Ülkelerin iklim hedeflerini daha iyi hale gelecek şekilde güncellemeleri ile birlikte fosil yakıtlardan çıkış elbette sivil toplumun temel taleplerinden. Taraflardan 1,5℃ hedefine ulaşmak için tek seçeneğin ekosistem bütünlüğü ve biyoçeşitliliği korurken fosil yakıtları hızlı şekilde terk etmek olduğu gerçeğini kabul etmeleri bekleniyor. Fosil yakıtlardan çıkış talebinde, planlanan kömürlü termik santral stoğu ve kömürden çıkış planı olmaması sebebiyle Türkiye talebin hedefinde olan ülkelerden. 

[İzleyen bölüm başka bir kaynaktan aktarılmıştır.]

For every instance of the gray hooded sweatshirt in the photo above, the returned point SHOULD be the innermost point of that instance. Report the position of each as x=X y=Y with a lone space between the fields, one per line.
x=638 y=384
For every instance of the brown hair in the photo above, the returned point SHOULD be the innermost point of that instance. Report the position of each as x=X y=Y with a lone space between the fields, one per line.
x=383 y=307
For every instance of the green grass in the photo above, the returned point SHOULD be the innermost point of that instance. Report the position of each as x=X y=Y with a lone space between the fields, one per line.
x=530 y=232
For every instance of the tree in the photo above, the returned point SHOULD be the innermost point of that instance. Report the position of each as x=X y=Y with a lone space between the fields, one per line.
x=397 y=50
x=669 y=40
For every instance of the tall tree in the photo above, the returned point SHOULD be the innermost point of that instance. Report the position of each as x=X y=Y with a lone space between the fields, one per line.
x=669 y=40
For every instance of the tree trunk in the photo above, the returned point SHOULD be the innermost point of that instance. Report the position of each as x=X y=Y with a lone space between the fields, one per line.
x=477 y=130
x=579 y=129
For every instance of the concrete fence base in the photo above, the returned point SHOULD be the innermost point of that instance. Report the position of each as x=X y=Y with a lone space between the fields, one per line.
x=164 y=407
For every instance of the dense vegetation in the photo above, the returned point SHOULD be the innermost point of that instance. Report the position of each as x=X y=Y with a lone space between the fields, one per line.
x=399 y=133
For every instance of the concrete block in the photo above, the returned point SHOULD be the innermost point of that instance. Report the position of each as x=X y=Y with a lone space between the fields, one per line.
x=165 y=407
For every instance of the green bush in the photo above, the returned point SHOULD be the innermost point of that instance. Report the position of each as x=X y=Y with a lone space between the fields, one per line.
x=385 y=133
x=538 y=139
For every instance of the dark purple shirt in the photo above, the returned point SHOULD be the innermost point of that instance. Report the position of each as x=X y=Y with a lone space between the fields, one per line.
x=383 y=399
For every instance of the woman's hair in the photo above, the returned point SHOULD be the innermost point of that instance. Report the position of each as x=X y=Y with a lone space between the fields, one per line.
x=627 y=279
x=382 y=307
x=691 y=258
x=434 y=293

150'DEN FAZLA SİVİL TOPLUM KURULUŞUNUN İMZASI OLAN AÇIK MEKTUP 

İklim hareketinin COP26’dan en büyük beklentilerinden biri iklim finansmanı konusunda ilerleme kaydedilmesi. 150’den fazla sivil toplum kuruluşunun imzası olan bir açık mektupla gelişmiş ülkelerden üzerlerine düşen finansmanı sağlamamış olmalarını telafi etmeleri ve 2020-2025 yılları arasında toplam 600 milyar dolarlık finansman borçlarını ödemeleri talep edildi. WRI Finance tarafından yayınlanan, gelişmiş ülkelerin 100 milyar dolarlık iklim fonu konusunda üzerlerine düşenin ne kadarını yaptıklarını (daha çok yapmadıklarını) inceleyen rapora buradan ulaşabilirsiniz. 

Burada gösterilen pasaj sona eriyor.